How can I get the characters that repeat at the same position in a string?
df <- data.frame(col1 = paste0("a", LETTERS[1:5]),
col2 = paste0("b", letters[1:5]),
col3 = paste0("ccde", letters[1:5]),
col4 = paste0('?', letters[1:2], 1:5),
col5 = paste0(1:5, 'hello you', letters[1:2], 1:5),
col6 = paste0('hello', letters[1:2], 1:5, "you"),
col7 = c("hello1 you", "hello you2", "hello3 you", "hello you4", "hello5 you"))
# col1 col2 col3 col4 col5 col6 col7
# 1 aA ba ccdea ?a1 1hello youa1 helloa1you hello1 you
# 2 aB bb ccdeb ?b2 2hello youb2 hellob2you hello you2
# 3 aC bc ccdec ?a3 3hello youa3 helloa3you hello3 you
# 4 aD bd ccded ?b4 4hello youb4 hellob4you hello you4
# 5 aE be ccdee ?a5 5hello youa5 helloa5you hello5 you
result <- c("a", "b", "ccde", "?", "hello you", "helloyou", "hello")
CodePudding user response:
Here is one possible approach. Convert the strings to raw, test the first against the rest for equality, reduce the result, and use it to subset the first before reconverting it back to character.
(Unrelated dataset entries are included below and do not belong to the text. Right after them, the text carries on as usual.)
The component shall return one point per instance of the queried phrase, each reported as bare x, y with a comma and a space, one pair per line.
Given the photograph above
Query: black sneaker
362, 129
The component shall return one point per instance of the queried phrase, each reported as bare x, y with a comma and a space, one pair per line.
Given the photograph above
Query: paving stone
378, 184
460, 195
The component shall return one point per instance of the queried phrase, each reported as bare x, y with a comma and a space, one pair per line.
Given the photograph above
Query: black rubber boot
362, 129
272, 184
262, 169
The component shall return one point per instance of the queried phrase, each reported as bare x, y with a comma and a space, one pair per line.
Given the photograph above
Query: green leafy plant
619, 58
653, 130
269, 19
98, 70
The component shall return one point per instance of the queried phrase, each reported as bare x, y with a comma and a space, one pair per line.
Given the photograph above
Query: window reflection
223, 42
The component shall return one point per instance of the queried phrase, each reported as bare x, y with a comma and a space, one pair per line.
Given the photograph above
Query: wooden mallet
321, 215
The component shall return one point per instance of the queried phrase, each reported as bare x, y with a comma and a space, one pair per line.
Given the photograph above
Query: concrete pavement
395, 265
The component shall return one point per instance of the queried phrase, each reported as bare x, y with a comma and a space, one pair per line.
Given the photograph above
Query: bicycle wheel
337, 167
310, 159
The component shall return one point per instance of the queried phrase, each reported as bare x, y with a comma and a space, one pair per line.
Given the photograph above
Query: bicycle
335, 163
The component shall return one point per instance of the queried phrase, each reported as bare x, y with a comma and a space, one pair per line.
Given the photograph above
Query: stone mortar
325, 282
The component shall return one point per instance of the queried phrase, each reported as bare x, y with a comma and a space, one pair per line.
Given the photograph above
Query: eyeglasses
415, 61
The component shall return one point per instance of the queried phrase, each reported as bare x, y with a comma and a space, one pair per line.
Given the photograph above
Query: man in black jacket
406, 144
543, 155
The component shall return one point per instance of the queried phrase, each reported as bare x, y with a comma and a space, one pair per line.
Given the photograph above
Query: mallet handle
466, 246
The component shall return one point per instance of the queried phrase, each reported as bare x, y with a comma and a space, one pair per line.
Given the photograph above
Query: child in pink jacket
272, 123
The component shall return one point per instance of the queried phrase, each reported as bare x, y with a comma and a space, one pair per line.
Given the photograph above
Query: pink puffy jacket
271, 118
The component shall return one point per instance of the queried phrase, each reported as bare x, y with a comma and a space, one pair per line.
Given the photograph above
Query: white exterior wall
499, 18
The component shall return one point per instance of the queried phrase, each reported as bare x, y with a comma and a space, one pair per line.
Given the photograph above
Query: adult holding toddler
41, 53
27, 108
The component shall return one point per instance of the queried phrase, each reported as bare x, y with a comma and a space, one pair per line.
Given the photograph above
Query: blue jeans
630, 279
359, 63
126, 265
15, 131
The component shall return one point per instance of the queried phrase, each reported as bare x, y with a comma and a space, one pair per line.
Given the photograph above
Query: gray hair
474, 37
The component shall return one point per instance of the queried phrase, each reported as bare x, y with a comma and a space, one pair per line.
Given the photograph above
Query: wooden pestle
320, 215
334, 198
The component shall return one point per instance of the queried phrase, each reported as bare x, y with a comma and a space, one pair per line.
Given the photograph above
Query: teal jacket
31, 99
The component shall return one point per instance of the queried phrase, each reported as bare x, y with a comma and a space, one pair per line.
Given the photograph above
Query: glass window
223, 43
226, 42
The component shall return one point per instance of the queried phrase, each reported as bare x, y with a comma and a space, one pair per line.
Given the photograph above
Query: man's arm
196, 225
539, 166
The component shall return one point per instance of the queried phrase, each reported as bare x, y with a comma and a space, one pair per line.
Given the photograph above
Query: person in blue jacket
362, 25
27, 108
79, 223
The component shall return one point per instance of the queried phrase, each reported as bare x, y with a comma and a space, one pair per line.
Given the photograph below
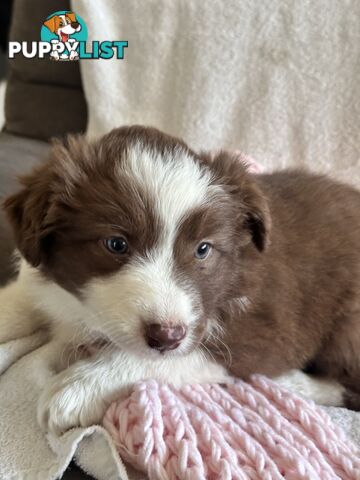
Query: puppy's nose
164, 337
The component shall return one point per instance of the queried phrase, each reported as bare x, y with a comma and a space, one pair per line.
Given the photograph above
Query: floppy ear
51, 24
71, 15
27, 213
251, 204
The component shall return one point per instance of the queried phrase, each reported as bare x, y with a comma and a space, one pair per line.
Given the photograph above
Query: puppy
185, 268
63, 26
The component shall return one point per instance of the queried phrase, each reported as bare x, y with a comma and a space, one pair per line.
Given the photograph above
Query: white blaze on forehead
175, 180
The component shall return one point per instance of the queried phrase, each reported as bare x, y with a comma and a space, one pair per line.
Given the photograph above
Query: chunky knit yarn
246, 430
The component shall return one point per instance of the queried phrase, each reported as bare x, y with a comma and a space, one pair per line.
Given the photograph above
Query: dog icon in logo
63, 26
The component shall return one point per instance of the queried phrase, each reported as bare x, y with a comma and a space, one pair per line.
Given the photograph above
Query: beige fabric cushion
44, 98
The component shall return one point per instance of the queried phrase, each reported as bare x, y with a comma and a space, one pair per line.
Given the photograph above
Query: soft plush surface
277, 78
242, 431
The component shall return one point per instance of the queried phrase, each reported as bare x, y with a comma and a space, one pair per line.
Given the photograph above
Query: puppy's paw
70, 401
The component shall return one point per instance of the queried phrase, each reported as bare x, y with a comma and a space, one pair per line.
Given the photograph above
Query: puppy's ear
252, 209
71, 16
51, 24
27, 213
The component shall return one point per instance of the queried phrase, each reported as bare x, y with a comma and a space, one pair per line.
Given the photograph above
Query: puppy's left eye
203, 250
116, 245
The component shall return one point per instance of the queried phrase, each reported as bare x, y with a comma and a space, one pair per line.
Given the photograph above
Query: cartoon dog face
63, 25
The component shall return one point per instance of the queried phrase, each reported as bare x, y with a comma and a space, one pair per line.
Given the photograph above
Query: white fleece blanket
27, 454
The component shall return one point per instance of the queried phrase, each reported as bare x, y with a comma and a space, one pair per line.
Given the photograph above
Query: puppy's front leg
79, 395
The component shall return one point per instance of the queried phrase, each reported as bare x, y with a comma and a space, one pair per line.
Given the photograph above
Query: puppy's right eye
117, 245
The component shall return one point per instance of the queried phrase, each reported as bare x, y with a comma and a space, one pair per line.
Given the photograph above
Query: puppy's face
148, 235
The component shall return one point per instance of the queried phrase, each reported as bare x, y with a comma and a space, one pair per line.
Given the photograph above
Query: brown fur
287, 241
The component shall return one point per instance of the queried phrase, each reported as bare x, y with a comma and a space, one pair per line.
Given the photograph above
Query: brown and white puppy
187, 267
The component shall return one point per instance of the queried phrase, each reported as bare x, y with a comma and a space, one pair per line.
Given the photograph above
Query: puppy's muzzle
164, 337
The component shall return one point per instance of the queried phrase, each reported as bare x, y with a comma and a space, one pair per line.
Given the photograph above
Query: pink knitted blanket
254, 430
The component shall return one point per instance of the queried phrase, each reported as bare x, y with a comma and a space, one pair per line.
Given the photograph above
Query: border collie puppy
184, 267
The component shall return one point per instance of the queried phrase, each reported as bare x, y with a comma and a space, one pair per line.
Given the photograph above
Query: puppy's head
148, 235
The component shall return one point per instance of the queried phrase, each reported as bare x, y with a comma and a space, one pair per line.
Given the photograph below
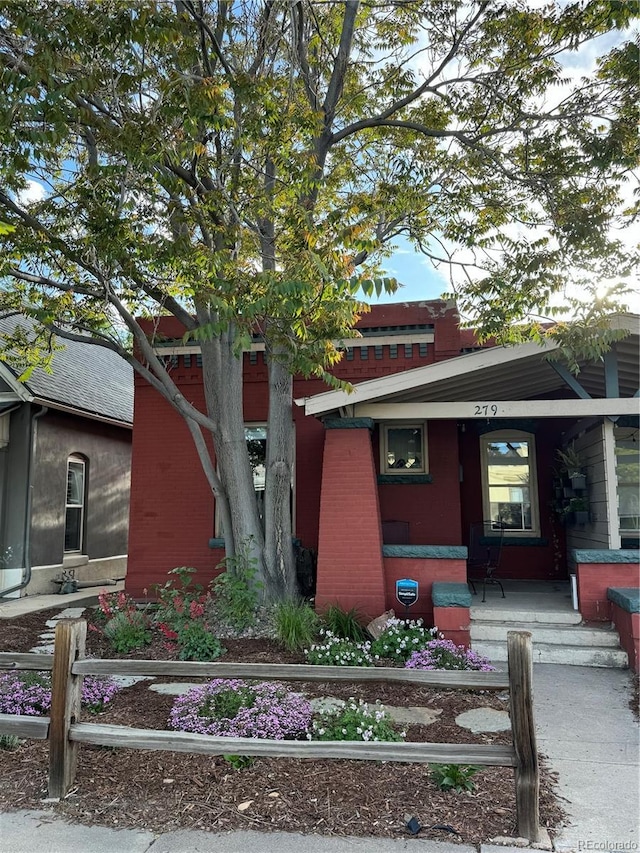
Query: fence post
527, 772
66, 690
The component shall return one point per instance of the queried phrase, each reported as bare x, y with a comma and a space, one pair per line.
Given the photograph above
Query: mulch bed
162, 791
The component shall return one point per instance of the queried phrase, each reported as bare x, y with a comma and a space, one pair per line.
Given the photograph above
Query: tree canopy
247, 166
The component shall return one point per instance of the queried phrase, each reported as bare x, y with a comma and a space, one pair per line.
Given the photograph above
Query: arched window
509, 484
75, 504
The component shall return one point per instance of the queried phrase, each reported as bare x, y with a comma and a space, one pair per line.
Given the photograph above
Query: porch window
509, 488
403, 449
75, 504
628, 476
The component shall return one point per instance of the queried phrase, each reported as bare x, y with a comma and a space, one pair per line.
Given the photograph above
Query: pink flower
196, 610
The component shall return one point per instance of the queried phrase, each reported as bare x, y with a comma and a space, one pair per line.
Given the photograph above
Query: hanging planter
578, 481
578, 511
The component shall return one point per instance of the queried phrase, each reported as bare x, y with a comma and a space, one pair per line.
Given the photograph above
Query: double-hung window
403, 449
75, 504
628, 477
509, 487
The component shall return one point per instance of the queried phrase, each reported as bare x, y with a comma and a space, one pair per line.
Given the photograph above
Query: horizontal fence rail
64, 731
452, 679
421, 753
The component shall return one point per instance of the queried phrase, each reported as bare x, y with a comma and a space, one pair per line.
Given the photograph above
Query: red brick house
438, 434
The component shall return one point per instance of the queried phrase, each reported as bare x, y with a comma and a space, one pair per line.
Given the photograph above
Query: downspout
33, 432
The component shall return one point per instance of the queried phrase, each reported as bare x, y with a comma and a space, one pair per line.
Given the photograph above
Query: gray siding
13, 502
107, 450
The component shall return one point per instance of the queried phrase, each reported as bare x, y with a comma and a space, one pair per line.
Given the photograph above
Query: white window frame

You could do the same approach with strsplit()
but I believe that would be slightly less efficient.
f <- function(x) {
cv <- charToRaw(x[1])
rawToChar(cv[Reduce(`&`, lapply(x[-1], \(y) cv == charToRaw(y)))])
}
sapply(df, f2)
# col1 col2 col3 col4 col5 col6 col7
# "a" "b" "ccde" "?" "hello you" "helloyou" "hello"
CodePudding user response:
Update
As per your update on the expected output, it seems we can simplify f
a little bit
f <- function(v) {
l <- min(nchar(v))
res <- vector("list", l)
for (i in 1:l) {
x <- substr(v, i, i)
if (length(unique(x)) == 1) {
res[[i]] <- x[1]
}
}
paste0(unlist(res),collapse = "")
}
such that
> sapply(df, f)
col1 col2 col3 col4 col5 col6
"a" "b" "ccde" "?" "hello you" "helloyou"
col7
"hello"
Previous Answer
Here is a base R option using a custom function f
to iterate through columns (I guess there must be some other packages or functionalities which are more efficient than mine, but I have no idea about them)
f <- function(v) {
l <- min(nchar(v))
res <- vector("list", l)
for (i in 1:l) {
x <- substr(v, i, i)
if (length(unique(x)) == 1) {
res[[i]] <- x[1]
}
}
trimws(
paste0(
tapply(
res,
cumsum(c(0, diff(lengths(res)) != 0)),
function(x) {
u <- unlist(x)
ifelse(length(u), paste0(u, collapse = ""), " ")
}
),
collapse = ""
))
}
and you will see
> sapply(df, f)
col1 col2 col3 col4 col5 col6
"a" "b" "ccde" "?" "hello you" "hello you"
col7
"hello"